If $PS=\prod_{i=1}^rQ_i^{e_i}$ is the factorization of $PS$ into prime ideals of $S$, for every $i$ fix a set $B_i=\left \{\beta_{ik}\right \}_{1\leq k\leq f_i}$ (where $f_i=f\left (Q_i\mid P\right )$) corresponding to a basis for $S/Q_i$ over $R/P$.
For each $i=1,\cdots ,r$ and for each $j=1,\cdots ,e_i$ fix an element $\alpha_{ij}\in \left (Q_i^{j-1}\setminus Q_i^j\right )\cap \bigcap_{h\neq i}Q_h^{e_h}$ (which is possible by the Chinese Remainder Theorem).
The set $\left \{\alpha_{ij}\beta_{ik}:1\leq i\leq r,1\leq j\leq e_i,1\leq k\leq f_i\right \}$ contains $\sum_{i=1}^re_if_i=n$ elements. Show that they are independent mod $P$.
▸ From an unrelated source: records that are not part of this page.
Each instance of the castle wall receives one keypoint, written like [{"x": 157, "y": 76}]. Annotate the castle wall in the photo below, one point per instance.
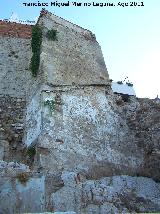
[{"x": 75, "y": 58}]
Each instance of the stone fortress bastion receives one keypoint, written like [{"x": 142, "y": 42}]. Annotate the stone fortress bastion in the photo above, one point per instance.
[{"x": 67, "y": 142}]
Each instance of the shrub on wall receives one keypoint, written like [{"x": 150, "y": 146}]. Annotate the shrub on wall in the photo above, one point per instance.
[
  {"x": 52, "y": 35},
  {"x": 36, "y": 48}
]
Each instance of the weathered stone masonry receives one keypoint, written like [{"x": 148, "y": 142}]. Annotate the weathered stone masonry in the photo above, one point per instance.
[{"x": 89, "y": 150}]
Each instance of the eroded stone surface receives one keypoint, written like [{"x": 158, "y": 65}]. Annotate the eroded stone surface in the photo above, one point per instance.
[{"x": 109, "y": 195}]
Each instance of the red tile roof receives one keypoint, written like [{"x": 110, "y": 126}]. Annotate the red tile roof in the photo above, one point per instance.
[{"x": 12, "y": 29}]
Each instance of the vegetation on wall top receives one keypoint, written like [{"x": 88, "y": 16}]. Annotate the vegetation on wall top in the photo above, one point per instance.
[
  {"x": 36, "y": 48},
  {"x": 52, "y": 35}
]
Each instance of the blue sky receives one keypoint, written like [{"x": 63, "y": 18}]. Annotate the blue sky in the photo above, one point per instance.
[{"x": 129, "y": 37}]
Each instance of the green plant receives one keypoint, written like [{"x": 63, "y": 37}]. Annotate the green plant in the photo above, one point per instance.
[
  {"x": 51, "y": 104},
  {"x": 31, "y": 151},
  {"x": 52, "y": 35},
  {"x": 23, "y": 178},
  {"x": 36, "y": 48}
]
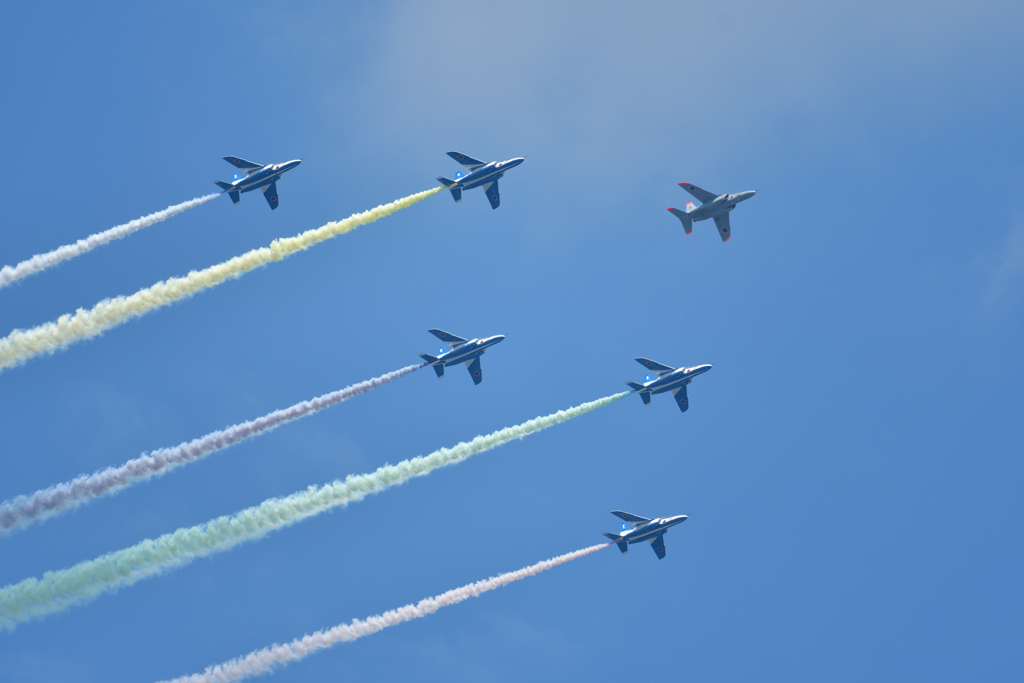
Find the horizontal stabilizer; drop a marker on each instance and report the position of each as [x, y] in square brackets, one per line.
[658, 368]
[701, 196]
[681, 398]
[683, 218]
[466, 160]
[434, 363]
[244, 165]
[448, 337]
[630, 517]
[456, 191]
[639, 388]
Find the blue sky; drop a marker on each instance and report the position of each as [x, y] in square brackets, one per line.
[851, 466]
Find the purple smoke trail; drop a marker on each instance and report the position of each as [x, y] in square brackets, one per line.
[264, 660]
[25, 510]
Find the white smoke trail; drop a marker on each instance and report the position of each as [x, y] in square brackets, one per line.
[20, 345]
[25, 510]
[264, 660]
[86, 581]
[42, 261]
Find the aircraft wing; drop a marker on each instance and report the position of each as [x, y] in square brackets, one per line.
[493, 196]
[681, 400]
[631, 518]
[722, 222]
[474, 370]
[270, 193]
[467, 161]
[657, 544]
[244, 165]
[701, 195]
[449, 338]
[654, 366]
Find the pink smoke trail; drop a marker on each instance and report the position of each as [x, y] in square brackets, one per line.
[264, 660]
[25, 510]
[10, 273]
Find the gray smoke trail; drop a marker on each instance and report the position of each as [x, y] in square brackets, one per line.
[25, 510]
[264, 660]
[87, 581]
[43, 261]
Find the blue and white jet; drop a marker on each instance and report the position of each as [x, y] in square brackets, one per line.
[667, 379]
[480, 175]
[712, 206]
[257, 177]
[462, 350]
[636, 528]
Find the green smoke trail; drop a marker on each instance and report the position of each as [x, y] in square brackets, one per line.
[87, 581]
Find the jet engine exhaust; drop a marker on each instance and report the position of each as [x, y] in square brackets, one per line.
[87, 581]
[40, 262]
[20, 345]
[264, 660]
[25, 510]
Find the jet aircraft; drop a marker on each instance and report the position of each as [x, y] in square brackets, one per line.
[712, 206]
[669, 379]
[635, 529]
[463, 350]
[480, 175]
[258, 177]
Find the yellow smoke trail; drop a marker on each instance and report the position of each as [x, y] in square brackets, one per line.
[20, 345]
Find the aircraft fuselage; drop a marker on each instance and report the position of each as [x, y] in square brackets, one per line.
[486, 173]
[719, 205]
[652, 528]
[474, 348]
[675, 379]
[264, 176]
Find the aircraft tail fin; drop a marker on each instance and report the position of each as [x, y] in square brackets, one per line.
[229, 188]
[639, 388]
[456, 191]
[683, 217]
[623, 546]
[438, 367]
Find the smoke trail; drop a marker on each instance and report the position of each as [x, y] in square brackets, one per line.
[20, 345]
[25, 510]
[49, 259]
[86, 581]
[264, 660]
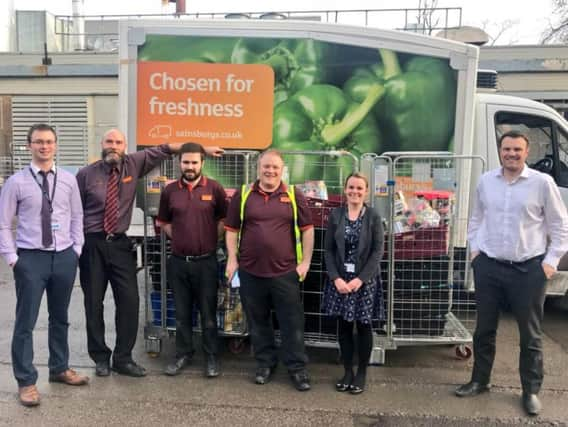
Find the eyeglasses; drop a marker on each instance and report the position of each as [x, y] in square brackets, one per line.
[43, 141]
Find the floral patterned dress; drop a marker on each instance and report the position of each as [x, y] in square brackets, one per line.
[364, 305]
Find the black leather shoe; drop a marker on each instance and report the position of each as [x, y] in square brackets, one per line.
[344, 383]
[178, 366]
[472, 388]
[301, 380]
[531, 404]
[102, 369]
[263, 375]
[132, 369]
[211, 367]
[358, 385]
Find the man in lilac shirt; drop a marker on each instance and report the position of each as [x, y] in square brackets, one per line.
[43, 256]
[517, 233]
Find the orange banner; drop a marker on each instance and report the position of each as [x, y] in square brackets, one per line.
[229, 105]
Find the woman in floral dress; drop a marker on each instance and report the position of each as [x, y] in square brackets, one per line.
[353, 250]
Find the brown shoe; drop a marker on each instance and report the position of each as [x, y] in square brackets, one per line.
[69, 377]
[28, 395]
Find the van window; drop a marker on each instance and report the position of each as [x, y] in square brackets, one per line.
[562, 177]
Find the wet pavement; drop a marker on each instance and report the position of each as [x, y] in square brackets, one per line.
[413, 388]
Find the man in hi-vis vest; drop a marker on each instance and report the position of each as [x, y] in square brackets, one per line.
[270, 239]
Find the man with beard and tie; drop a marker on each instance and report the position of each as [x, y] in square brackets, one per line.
[192, 211]
[108, 189]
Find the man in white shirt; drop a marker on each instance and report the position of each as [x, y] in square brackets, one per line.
[517, 233]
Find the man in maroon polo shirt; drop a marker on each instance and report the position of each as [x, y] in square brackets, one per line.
[191, 213]
[268, 269]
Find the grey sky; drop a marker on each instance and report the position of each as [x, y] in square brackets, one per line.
[529, 17]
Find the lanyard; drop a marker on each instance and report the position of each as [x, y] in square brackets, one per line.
[44, 193]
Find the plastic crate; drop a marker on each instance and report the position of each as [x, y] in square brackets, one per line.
[321, 209]
[420, 243]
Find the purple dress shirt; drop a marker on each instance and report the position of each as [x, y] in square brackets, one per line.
[93, 180]
[21, 196]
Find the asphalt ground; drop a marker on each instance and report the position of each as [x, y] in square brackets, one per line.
[413, 388]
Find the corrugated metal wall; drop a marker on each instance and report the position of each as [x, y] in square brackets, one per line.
[69, 116]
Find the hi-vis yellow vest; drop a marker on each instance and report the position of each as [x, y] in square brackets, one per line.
[245, 192]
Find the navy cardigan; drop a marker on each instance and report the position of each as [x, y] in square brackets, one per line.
[369, 250]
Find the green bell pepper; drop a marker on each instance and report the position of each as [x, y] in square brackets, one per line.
[322, 118]
[186, 49]
[296, 63]
[417, 111]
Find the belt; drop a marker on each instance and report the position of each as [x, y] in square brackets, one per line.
[188, 258]
[109, 237]
[515, 263]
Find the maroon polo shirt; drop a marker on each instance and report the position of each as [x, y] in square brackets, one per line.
[193, 213]
[267, 247]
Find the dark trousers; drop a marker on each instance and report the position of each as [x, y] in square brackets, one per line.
[522, 288]
[258, 295]
[103, 261]
[194, 282]
[34, 272]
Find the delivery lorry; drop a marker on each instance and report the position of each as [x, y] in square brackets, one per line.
[325, 88]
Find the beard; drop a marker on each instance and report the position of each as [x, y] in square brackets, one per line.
[191, 176]
[111, 157]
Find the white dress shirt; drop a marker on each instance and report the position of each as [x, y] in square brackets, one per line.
[519, 220]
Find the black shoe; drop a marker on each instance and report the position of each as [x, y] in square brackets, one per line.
[531, 404]
[130, 368]
[102, 369]
[344, 383]
[301, 380]
[211, 367]
[358, 385]
[472, 388]
[263, 375]
[178, 366]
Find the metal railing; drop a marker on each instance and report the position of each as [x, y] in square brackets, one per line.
[101, 31]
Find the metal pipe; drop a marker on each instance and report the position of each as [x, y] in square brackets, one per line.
[78, 25]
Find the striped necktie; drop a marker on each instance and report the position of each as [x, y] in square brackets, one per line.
[111, 203]
[46, 232]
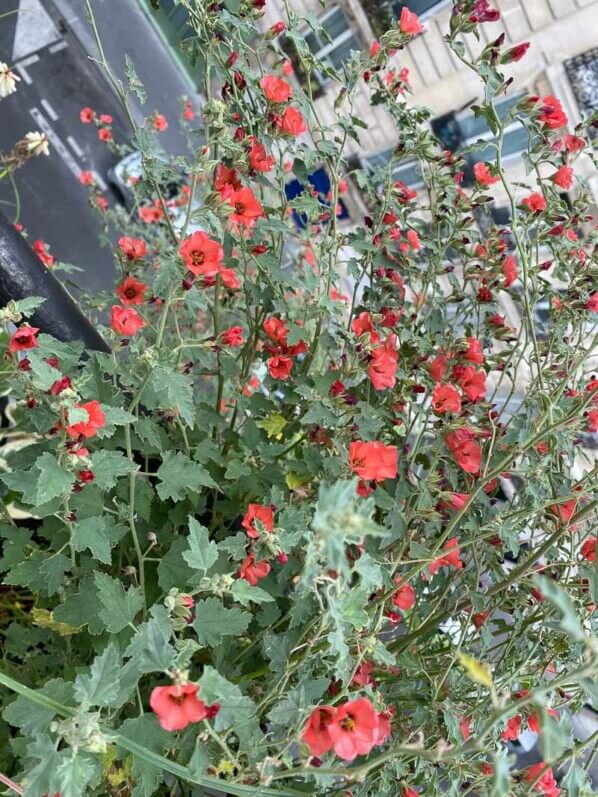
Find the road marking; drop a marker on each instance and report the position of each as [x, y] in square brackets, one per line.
[55, 141]
[49, 110]
[99, 181]
[56, 48]
[24, 74]
[75, 147]
[34, 30]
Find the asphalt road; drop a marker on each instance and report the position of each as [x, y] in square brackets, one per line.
[57, 80]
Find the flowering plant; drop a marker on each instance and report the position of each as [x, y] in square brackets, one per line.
[320, 522]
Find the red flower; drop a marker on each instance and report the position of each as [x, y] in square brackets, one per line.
[253, 571]
[563, 177]
[159, 122]
[404, 598]
[451, 557]
[86, 115]
[474, 353]
[177, 706]
[465, 450]
[509, 270]
[588, 549]
[382, 369]
[226, 179]
[23, 339]
[355, 729]
[291, 123]
[535, 202]
[409, 22]
[482, 175]
[316, 733]
[126, 321]
[276, 330]
[96, 420]
[259, 160]
[265, 516]
[201, 254]
[446, 398]
[363, 325]
[473, 383]
[483, 13]
[373, 460]
[131, 291]
[546, 784]
[516, 53]
[233, 336]
[512, 730]
[275, 89]
[133, 248]
[552, 114]
[41, 250]
[465, 729]
[280, 367]
[247, 209]
[592, 303]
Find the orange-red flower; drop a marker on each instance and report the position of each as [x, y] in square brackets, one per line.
[409, 22]
[382, 369]
[125, 321]
[291, 122]
[24, 338]
[446, 398]
[253, 571]
[275, 89]
[373, 461]
[265, 517]
[483, 176]
[96, 420]
[201, 254]
[177, 706]
[280, 366]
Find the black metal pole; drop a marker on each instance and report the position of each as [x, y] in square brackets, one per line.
[22, 274]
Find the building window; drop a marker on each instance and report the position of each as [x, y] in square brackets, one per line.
[333, 46]
[382, 14]
[407, 171]
[582, 72]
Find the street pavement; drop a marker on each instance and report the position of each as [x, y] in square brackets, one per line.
[48, 43]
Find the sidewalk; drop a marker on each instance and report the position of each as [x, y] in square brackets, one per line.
[125, 29]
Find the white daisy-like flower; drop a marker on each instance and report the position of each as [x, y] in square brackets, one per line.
[8, 80]
[37, 143]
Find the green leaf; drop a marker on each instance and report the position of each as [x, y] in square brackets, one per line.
[244, 593]
[213, 621]
[30, 717]
[75, 772]
[476, 670]
[91, 533]
[118, 607]
[101, 686]
[178, 474]
[150, 648]
[53, 481]
[569, 621]
[108, 466]
[236, 710]
[202, 552]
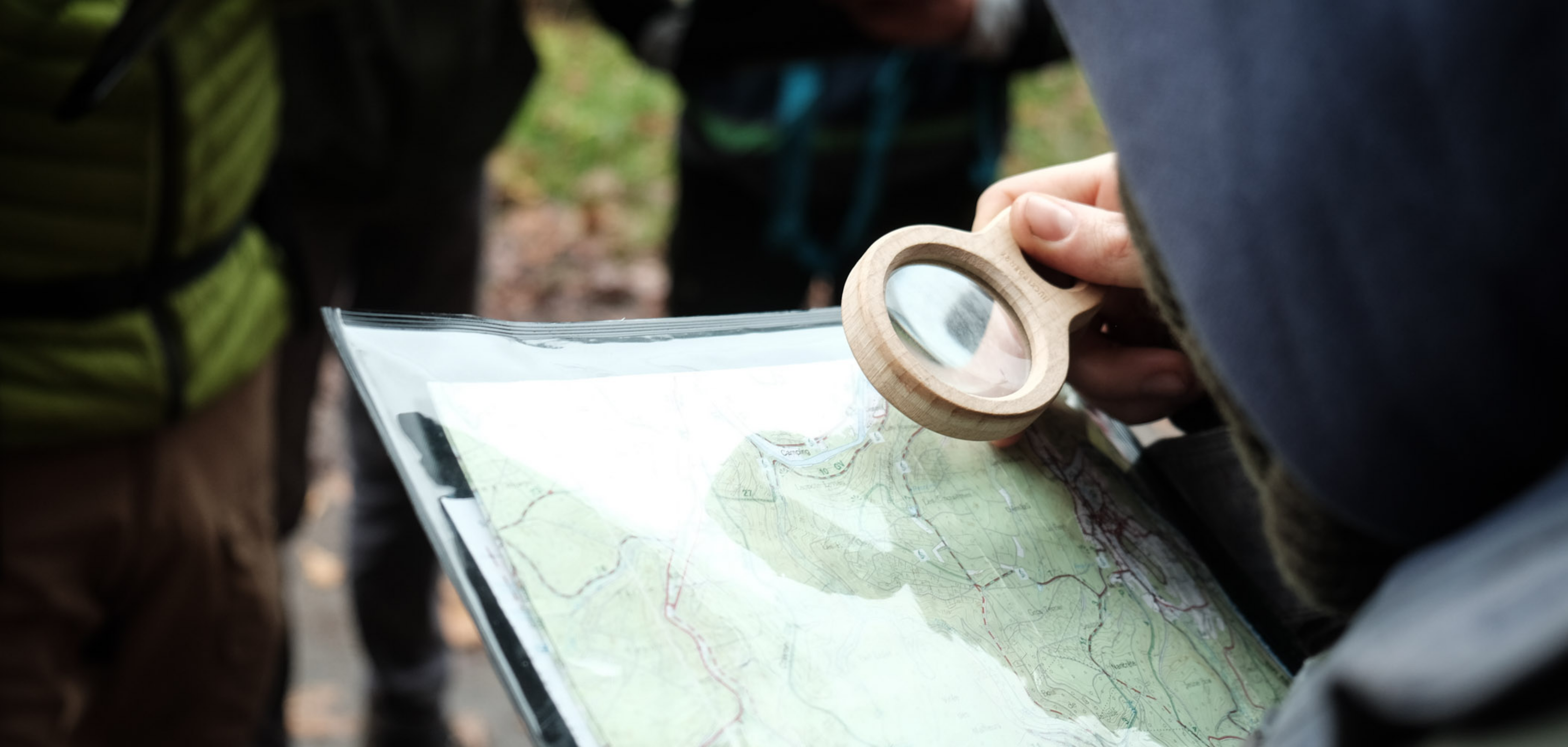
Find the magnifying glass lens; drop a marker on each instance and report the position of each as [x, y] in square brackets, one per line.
[959, 330]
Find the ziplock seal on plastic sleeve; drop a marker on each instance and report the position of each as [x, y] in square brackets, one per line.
[714, 531]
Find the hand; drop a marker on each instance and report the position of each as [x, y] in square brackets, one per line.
[911, 22]
[1070, 218]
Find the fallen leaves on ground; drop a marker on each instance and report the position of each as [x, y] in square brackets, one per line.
[469, 729]
[319, 565]
[457, 627]
[319, 712]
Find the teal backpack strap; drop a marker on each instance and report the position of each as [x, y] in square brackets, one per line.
[990, 98]
[800, 90]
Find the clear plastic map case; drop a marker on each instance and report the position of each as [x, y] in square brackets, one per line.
[714, 531]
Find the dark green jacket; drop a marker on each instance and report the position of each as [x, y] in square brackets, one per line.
[132, 288]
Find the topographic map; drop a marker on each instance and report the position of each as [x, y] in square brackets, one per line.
[772, 557]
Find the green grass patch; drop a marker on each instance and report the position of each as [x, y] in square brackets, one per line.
[598, 125]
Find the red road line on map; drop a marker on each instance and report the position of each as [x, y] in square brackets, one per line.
[584, 587]
[526, 509]
[1239, 680]
[703, 650]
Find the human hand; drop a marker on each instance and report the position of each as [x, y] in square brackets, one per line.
[1070, 218]
[911, 22]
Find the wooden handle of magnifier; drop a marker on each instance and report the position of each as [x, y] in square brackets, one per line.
[1046, 314]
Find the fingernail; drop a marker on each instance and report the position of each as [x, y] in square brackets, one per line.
[1048, 220]
[1164, 385]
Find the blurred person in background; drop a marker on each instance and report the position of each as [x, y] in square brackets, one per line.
[789, 169]
[139, 319]
[378, 192]
[1351, 220]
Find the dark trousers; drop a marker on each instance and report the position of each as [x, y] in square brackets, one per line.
[413, 255]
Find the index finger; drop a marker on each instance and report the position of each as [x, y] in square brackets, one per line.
[1090, 181]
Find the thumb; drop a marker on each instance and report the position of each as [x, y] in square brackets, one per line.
[1081, 240]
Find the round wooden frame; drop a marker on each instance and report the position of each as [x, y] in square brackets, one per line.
[990, 256]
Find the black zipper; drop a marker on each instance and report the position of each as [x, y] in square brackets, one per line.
[171, 192]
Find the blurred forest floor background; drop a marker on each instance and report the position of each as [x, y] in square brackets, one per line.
[584, 187]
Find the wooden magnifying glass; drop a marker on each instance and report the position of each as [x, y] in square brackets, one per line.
[959, 331]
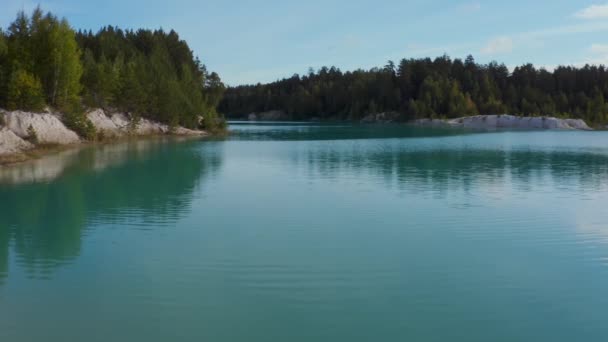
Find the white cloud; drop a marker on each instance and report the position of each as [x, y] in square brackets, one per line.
[593, 12]
[599, 49]
[498, 45]
[470, 7]
[598, 55]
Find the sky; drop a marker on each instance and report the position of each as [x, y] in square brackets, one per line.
[262, 41]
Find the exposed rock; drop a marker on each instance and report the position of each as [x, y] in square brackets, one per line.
[494, 122]
[386, 117]
[273, 115]
[103, 123]
[10, 143]
[48, 127]
[119, 124]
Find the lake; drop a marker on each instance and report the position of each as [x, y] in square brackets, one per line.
[310, 232]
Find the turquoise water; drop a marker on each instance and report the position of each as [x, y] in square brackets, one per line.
[310, 233]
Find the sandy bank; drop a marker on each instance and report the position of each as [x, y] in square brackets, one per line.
[495, 122]
[20, 132]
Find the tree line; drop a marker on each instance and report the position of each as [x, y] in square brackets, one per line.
[147, 73]
[430, 88]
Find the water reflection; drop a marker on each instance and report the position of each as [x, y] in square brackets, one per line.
[456, 169]
[47, 205]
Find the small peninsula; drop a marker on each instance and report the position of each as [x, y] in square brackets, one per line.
[63, 87]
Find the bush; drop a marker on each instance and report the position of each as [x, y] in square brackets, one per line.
[32, 135]
[80, 124]
[25, 92]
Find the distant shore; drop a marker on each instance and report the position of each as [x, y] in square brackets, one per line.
[27, 135]
[477, 122]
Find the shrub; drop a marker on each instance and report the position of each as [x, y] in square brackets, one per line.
[32, 135]
[80, 124]
[25, 92]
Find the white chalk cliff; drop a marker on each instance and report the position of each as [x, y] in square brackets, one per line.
[495, 122]
[17, 127]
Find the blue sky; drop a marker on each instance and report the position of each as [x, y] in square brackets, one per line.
[261, 41]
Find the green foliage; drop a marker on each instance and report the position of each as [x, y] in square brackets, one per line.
[149, 74]
[427, 88]
[80, 124]
[24, 92]
[32, 135]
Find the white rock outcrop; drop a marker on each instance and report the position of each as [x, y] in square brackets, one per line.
[119, 124]
[10, 143]
[48, 127]
[495, 122]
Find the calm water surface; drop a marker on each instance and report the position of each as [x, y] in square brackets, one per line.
[310, 233]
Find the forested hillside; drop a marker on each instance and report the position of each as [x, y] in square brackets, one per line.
[426, 88]
[151, 74]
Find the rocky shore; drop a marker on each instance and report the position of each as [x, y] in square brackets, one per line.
[23, 132]
[496, 122]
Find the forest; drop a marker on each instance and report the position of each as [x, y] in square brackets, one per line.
[429, 88]
[147, 73]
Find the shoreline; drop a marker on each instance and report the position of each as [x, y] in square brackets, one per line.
[485, 122]
[26, 136]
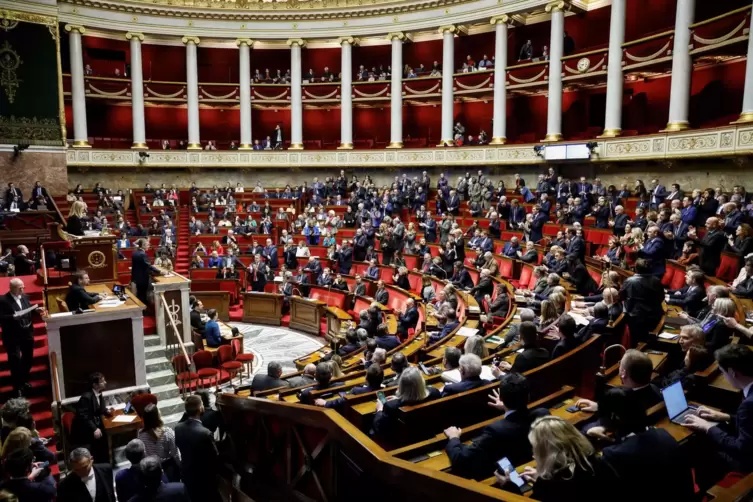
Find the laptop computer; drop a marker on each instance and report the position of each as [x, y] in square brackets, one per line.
[677, 405]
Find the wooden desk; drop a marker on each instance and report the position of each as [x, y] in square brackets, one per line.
[113, 429]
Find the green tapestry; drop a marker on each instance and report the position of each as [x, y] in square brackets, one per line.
[29, 98]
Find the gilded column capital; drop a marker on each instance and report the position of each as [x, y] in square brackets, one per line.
[350, 40]
[557, 6]
[296, 41]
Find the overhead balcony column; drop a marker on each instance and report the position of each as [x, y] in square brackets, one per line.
[556, 50]
[613, 118]
[244, 54]
[346, 93]
[448, 68]
[396, 90]
[296, 94]
[192, 91]
[137, 92]
[499, 128]
[682, 68]
[78, 93]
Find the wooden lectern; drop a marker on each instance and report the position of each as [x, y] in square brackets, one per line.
[263, 308]
[175, 290]
[306, 314]
[109, 340]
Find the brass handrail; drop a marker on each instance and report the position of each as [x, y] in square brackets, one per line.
[175, 329]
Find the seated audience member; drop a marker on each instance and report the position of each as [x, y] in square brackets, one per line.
[642, 456]
[567, 467]
[532, 356]
[323, 381]
[412, 390]
[470, 376]
[731, 436]
[27, 480]
[507, 437]
[271, 380]
[566, 329]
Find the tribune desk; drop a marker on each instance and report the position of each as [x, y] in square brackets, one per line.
[109, 340]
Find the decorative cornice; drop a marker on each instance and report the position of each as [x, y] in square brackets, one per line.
[296, 41]
[73, 27]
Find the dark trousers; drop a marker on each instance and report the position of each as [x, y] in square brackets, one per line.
[20, 354]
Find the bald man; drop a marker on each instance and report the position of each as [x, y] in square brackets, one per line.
[18, 334]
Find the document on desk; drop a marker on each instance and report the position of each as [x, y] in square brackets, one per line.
[110, 303]
[124, 419]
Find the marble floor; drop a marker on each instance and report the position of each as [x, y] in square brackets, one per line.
[270, 343]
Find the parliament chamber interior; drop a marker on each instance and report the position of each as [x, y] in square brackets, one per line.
[357, 250]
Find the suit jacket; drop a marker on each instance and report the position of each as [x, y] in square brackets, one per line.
[265, 382]
[504, 438]
[462, 386]
[79, 298]
[735, 442]
[72, 489]
[88, 417]
[166, 492]
[199, 459]
[18, 328]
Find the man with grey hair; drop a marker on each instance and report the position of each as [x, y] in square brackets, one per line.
[512, 335]
[17, 334]
[470, 376]
[308, 377]
[271, 380]
[87, 481]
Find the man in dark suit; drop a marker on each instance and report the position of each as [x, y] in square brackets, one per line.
[507, 437]
[17, 334]
[88, 425]
[154, 487]
[142, 270]
[532, 356]
[77, 297]
[470, 376]
[271, 380]
[199, 457]
[25, 478]
[731, 436]
[87, 481]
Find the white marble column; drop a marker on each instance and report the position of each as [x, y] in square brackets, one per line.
[396, 90]
[346, 93]
[137, 92]
[192, 91]
[499, 129]
[747, 113]
[682, 68]
[448, 68]
[78, 93]
[613, 118]
[244, 53]
[296, 94]
[556, 47]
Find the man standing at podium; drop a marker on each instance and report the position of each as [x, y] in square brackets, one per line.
[142, 270]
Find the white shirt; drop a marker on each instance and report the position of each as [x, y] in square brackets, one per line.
[91, 484]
The book gives you the following hint:
Take any nontrivial linear dependence and consider it mod $Q_i$ for each $i$, then consider it mod $Q_i^2$, etc.)
Following the hint, we consider a linear dependence $\sum_{i=1}^r\sum_{j=1}^{e_i}\sum_{k=1}^{f_i}r_{ijk}\alpha_{ij}\beta_{ik}\in PS$ where the $r_{ijk}$ are in $R$. We want to show that in fact they are in $P$.
We fix $i$. We have:
- $PS\subset Q_i$.
- $\alpha_{ij}\in Q_i$ for $j\geq 2$
- $\alpha_{ih}\in Q_i$ for $h\neq i$.
Therefore $\sum_{k=1}^{f_i}r_{i1k}\alpha_{i1}\beta_{ik}\equiv 0\pmod {Q_i}$ and since $\alpha_{i1}\not\in Q_i$, then $Q_i$ being prime allows us to conclude that $\sum_{k=1}^{f_i}r_{i1k}\beta_{ik}\equiv 0\pmod {Q_i}$. By the definition of the $\beta_{ik}$ we have $r_{i1k}\in P$ for every $i$ and $k$ (because $i$ was arbitrary).
I do not know how to continue. The previous argument suggests to keep fixing $i$ and proving the asserion by induction on $j$. The base step was the previous one. So, suppose that $r_{ijk}\in P$ for every $1\leq j\leq m-1< e_i$. We have:
- $PS\subset Q_i^m$
- $\alpha_{ij}\in Q_i^m$ for every $j\geq m+1$
- $\alpha_{ih}\in Q_i^m$ for $i\neq h$
Therefore we have $\sum_{j=1}^{m}\sum_{k=1}^{f_i}r_{ijk}\alpha_{ij}\beta_{ik}\equiv 0\pmod {Q_i^m}$. Now, by induction, we can drop the $j<m$ since $P\subset PS\subset Q_i^m$, and now $\sum_{k=1}^{f_i}r_{imk}\alpha_{im}\beta_{ik}\equiv 0\pmod {Q_i^m}$
And at this step I got stuck. We know that $\alpha_{im}\not\in Q_i^m$, but $Q_i^m$ is not a prime ideal, therefore we cannot drop $\alpha_{im}$ as we did previously on the base step. Even if we could, the $\beta_{ik}$ are not defined in terms of an independence mod $Q_i^m$ but on an independence mod $Q_i$. What should I do?
I think I have arrived to a possible solution (correct me if I am wrong).
Clearly it suffices to show that $r:=\sum_{k=1}^{f_i}r_{imk}\beta_{ik}\equiv 0\pmod {Q_i}$. We know that $\alpha_{im}r\in Q_i^{m}$ and by the definition of $\alpha_{im}$, it belongs to $Q_i^{m-1}$ but not to $Q_i^m$. Therefore the prime decomposition of the ideal $\left (\alpha_{im}\right )$ can be written as $Q_i^{m-1}A$ with $A$ an ideal not divisible by $Q_i$. Since $Q_i^m\mid \left (\alpha_{im}r\right )=Q_i^{m-1}A\left (r\right )$, then $Q_i\mid \left (r\right )$, therefore $r\in Q_i$ and we are done.